Le plus : Je n’en vois pas vraiment, à moins qu’il n’y ait une application “Radar” qui surveille votre place à distance ou une app “Electric Chair” qui administre sans sommation une décharge de 220 volts à tout individu faisant mine de s’approcher de votre fauteuil. Pour plus de renseignements, consultez votre app store habituel.
Le moins : Ce ne sont pas les inconvénients qui manquent. Par où commencer?
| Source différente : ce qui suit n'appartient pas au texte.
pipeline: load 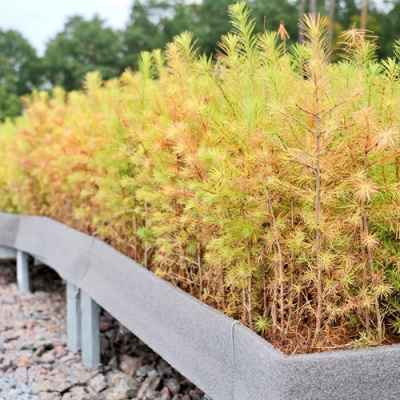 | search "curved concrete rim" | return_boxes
[0,213,400,400]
D’abord, vous n’aurez pas votre beau beau joujou pendant la pause, ni pour téléphoner, ni pour poster sur Twitter: «Trop ouf, concert Avishai Cohen dans 5 minutes! #Jewish Museum Berlin #J’me kiffe», ni pour en informer vos 863 Facebook friends, dont 848 s’en tapent complètement. De plus, vu que par les temps qui courent, tout le monde possède un iPhone 4 comme substitut de personnalité, vous risquez, de retour de votre pause, de tomber sur toute une rangée de sièges sur chacun desquels trône un iPhone 4. Vous seriez bien avancé... Attendez peut-être la sortie de l’iPhone 5 à l’automne pour tirer votre épingle du jeu: si vous êtes first mover, vous disposerez d’un délai de 6 mois pour vous démarquer avant que 90% de la population de consommateurs panurgiens ne soit équipée.
Un billet de 500€
Vous vivez en Allemagne et êtes parfaitement intégré, donc vous avez forcément une liasse de grosses coupures en permanence sur vous. Vous pouvez donc laisser un billet de 200 ou 500€ sur votre siège pour signaler aux intrus d’aller poser leurs fesses ailleurs.
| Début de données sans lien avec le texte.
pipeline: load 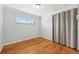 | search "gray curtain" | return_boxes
[53,9,77,48]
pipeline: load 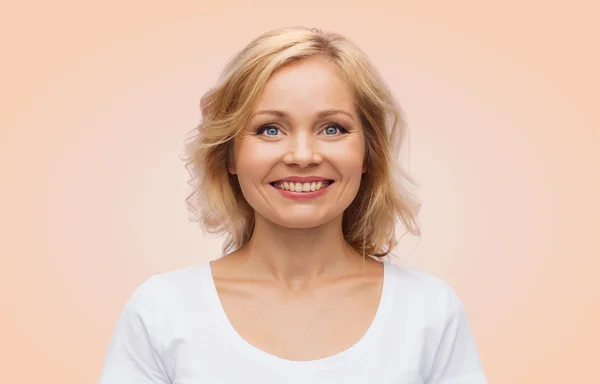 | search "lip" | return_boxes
[271,176,333,183]
[271,177,335,200]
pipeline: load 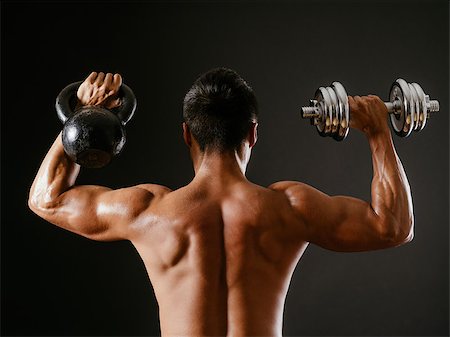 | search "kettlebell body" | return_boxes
[56,81,137,168]
[62,106,126,168]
Le plus : Vous courez peu de risque d’avoir besoin de dépenser 500€ pendant les dix minutes de pause.
Le moins : Au moindre courant d’air, vous l’avez dans le baba. Pour mémoire, vous êtes Berlinois, donc n’avez pas vraiment les moyens de semer des billets de 500€ aux quatre vents ou d’y mettre le feu comme Gainsbourg...
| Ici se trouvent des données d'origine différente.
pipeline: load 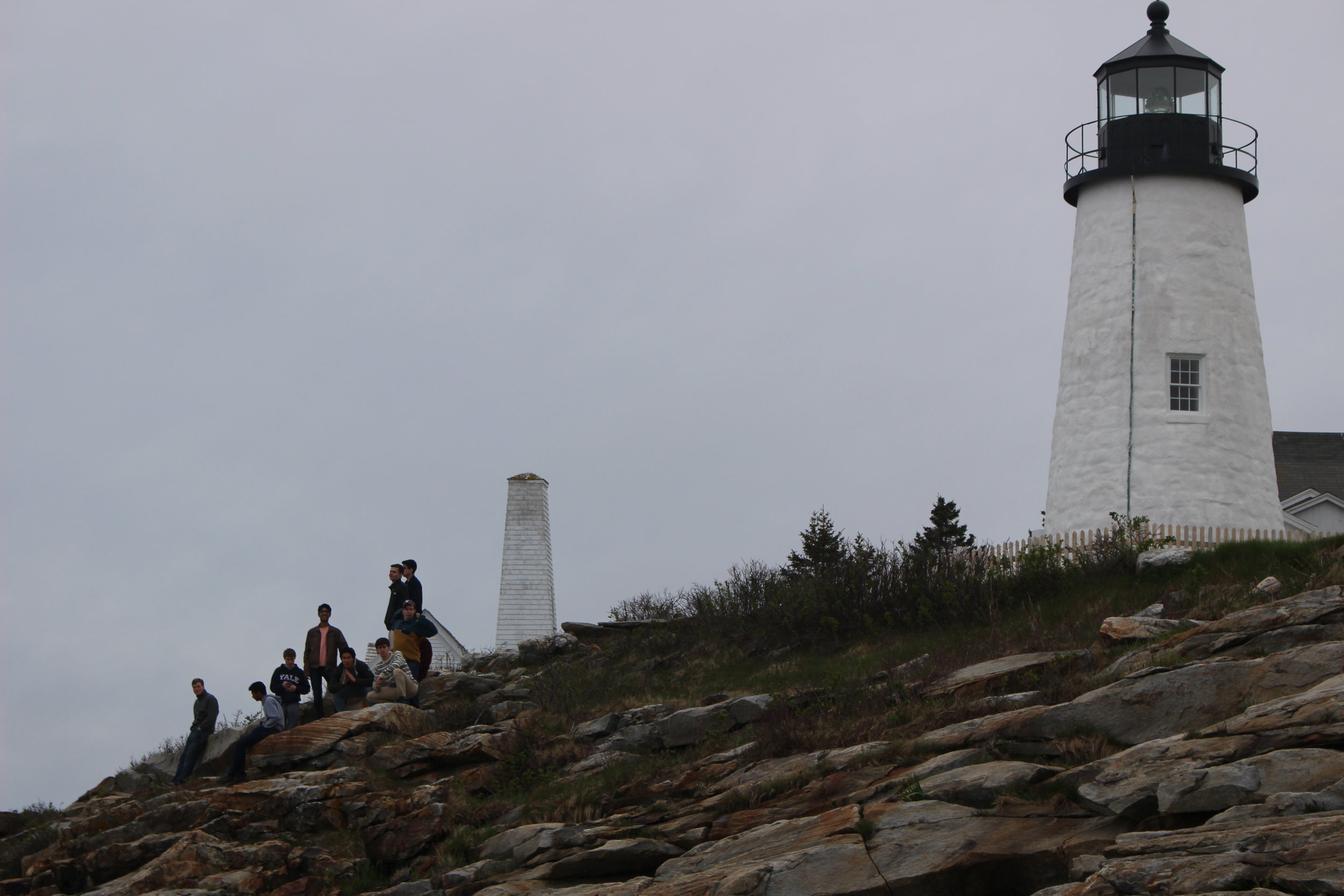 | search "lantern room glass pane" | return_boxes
[1137,66,1176,116]
[1106,71,1139,118]
[1176,68,1209,116]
Un concert d'Avishai et une heureuse trouvaille ! La soirée fut bonne, my Precioussssss. |
Très pratiques, ces petits anneaux d’or pur pour faire office de marqueur de territoire. D’ailleurs, c’est effectivement leur rôle premier, mais avec des humains plutôt que des fauteuils en règle générale... Bref. Si la salle est éclairée, le métal resplendira de mille feux et l’intrus ne pourra s’y tromper: quelqu’un a réservé ce siège et de surcroît, le cœur de ce quelqu’un n’est plus à prendre. Dépité, le fâcheux fera demi-tour et ira se faire pendre ailleurs.
Le plus : Pendant que votre alliance ou bague de fiançailles repose sur votre fauteuil, vous pouvez accoster un(e) inconnu(e) dans la cour verdoyante du Musée Juif, clope au bec, un verre de Prosecco à la main, un air de jazz en fond musical, et conter fleurette en toute liberté...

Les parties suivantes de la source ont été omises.